Dalam hal frasa kedua, John Pela keliru besar. Dia bilang tidak menjadi persoalan. Sementara publik jelas-jelas menjadikan pemberian SPPD itu sebagai persoalan, bahkan persoalan sangat serius, sehingga mendesak kejaksaan melakukan pengusutan. Dan karena juga menganggap yang didesakkan itu adalah persoalan, Kasi Intel Rochman Marsudi pun berjanji segera melakukan pemeriksaan.

Sedangkan dalam hal frasa pertama, John Pela boleh jadi benar. Pemberian SPPD dari dirut PDAM  kepada beberapa anggota DPRD bisa saja tidak menyalahi aturan. Kenapa? Mungkin saja karena memang tidak ada aturannya. Maksudnya, aturan tertulis seperti UU. Kalau aturannya tidak ada, apa yang mau dilanggar?

Beberapa tahun silam, Mahkamah Konstitusi (MK) yang mengabulkan permohonan pengujian UU No. 31 Tahun 1999 tentang Pemberantasan Tindak Pidana Korupsi menyatakan, perbuatan melawan hukum dalam tindak pidana korupsi harus memenuhi delik formil. Artinya, hanya menyangkut perbuatan yang bertentangan dengan ketentuan tertulis, seperti UU. Ketentuan tidak tertulis seperti asas kepatutan, rasa keadilan di masyarakat, dan norma kehidupan sosial lainnya (delik materiil) tidak diperhitungkan lagi.

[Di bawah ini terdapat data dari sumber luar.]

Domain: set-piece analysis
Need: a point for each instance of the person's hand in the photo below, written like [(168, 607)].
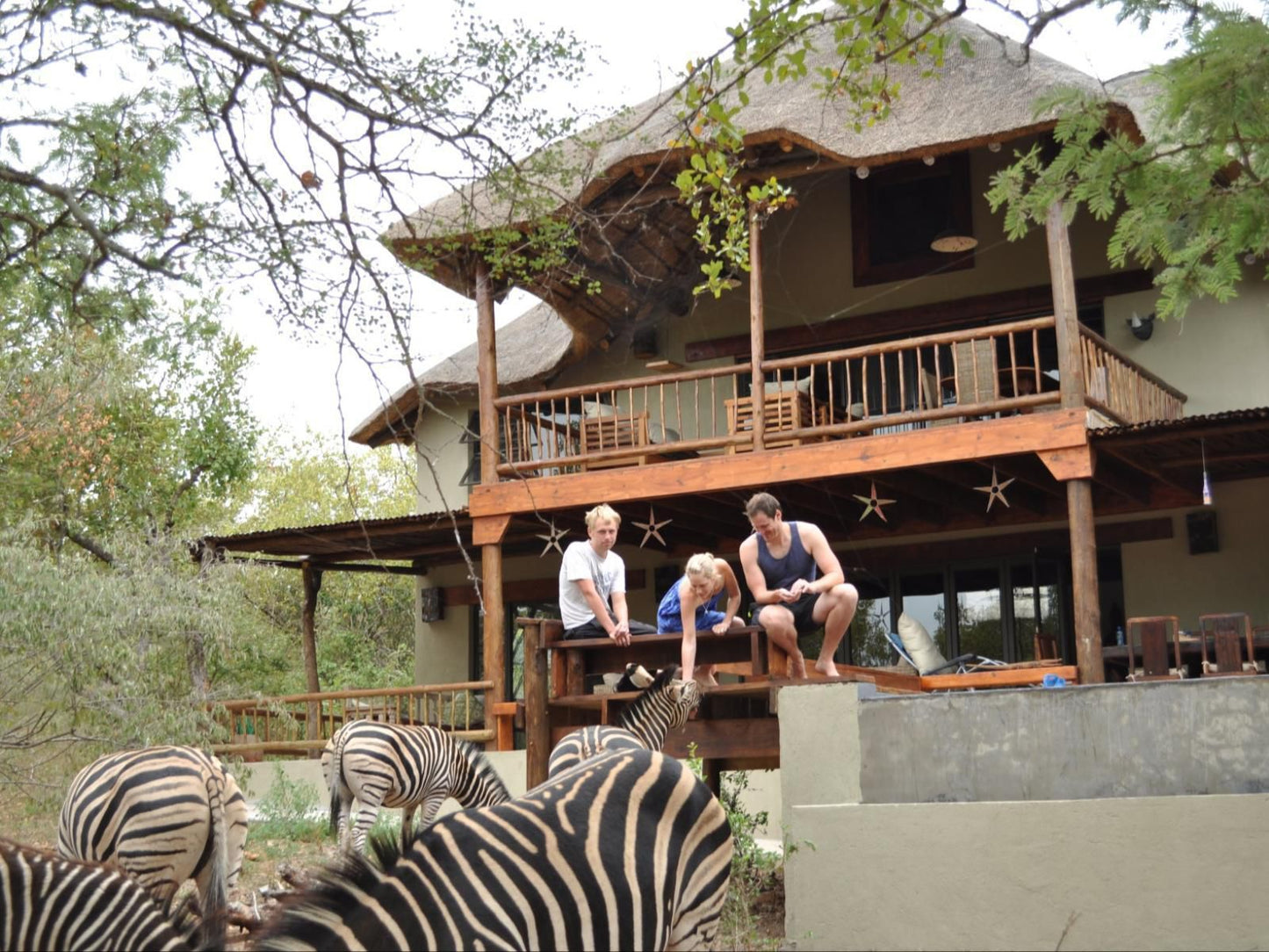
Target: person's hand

Pemberian SPPD oleh dirut PDAM kepada anggota DPRD, apakah itu korupsi? Gratifikasi?  Belum tentu. Kalau tak satu pun peraturan tertulis yang dilanggar (delik formil), apalagi kalau peraturannya sendiri tidak ada, maka dugaan korupsi/gratifikasi itu tetap tinggal dugaan. Para pihak luput bulat-bulat.  

***
Taruhlah, secara hukum Dirut PDAM Soedarsono dan anggota DPRD penerima SPPD luput bulat-bulat. Habiskah persoalannya?  Persoalan hukum mungkin habis, tapi tidak persoalan lain. Persoalan kepatutan.

Coba bayangkan: direktur PDAM memberikan SPPD kepada anggota DPRD. SPPD terlanjur diidentikkan dengan uang. Yang cenderung dilupakan,  SPPD itu  singkatan dari  surat perintah perjalanan dinas. Ini surat perintah. Perintah dari atasan kepada bawahan. Siapa atasan di sini? Dia yang memberikan SPPD: dirut PDAM.  Siapa bawahannya? Mereka yang menerima SPPD: anggota DPRD.

Anggota DPRD jadi bawahan dirut PDAM! Ini sungguh tidak patut. Ini menghina diri sendiri. Menistakan rakyat yang memilih. Para wakil rakyat ternyata hanya menghiraukan apa yang mereka terima: duit. Mereka mengabaikan apa yang mereka campakkan: waka. Muruah. Kehormatan diri. ***

Dimuat pada kolom “Kutak-Kutik” Harian Umum FLORES POS, Kamis, 8 Oktober 2015.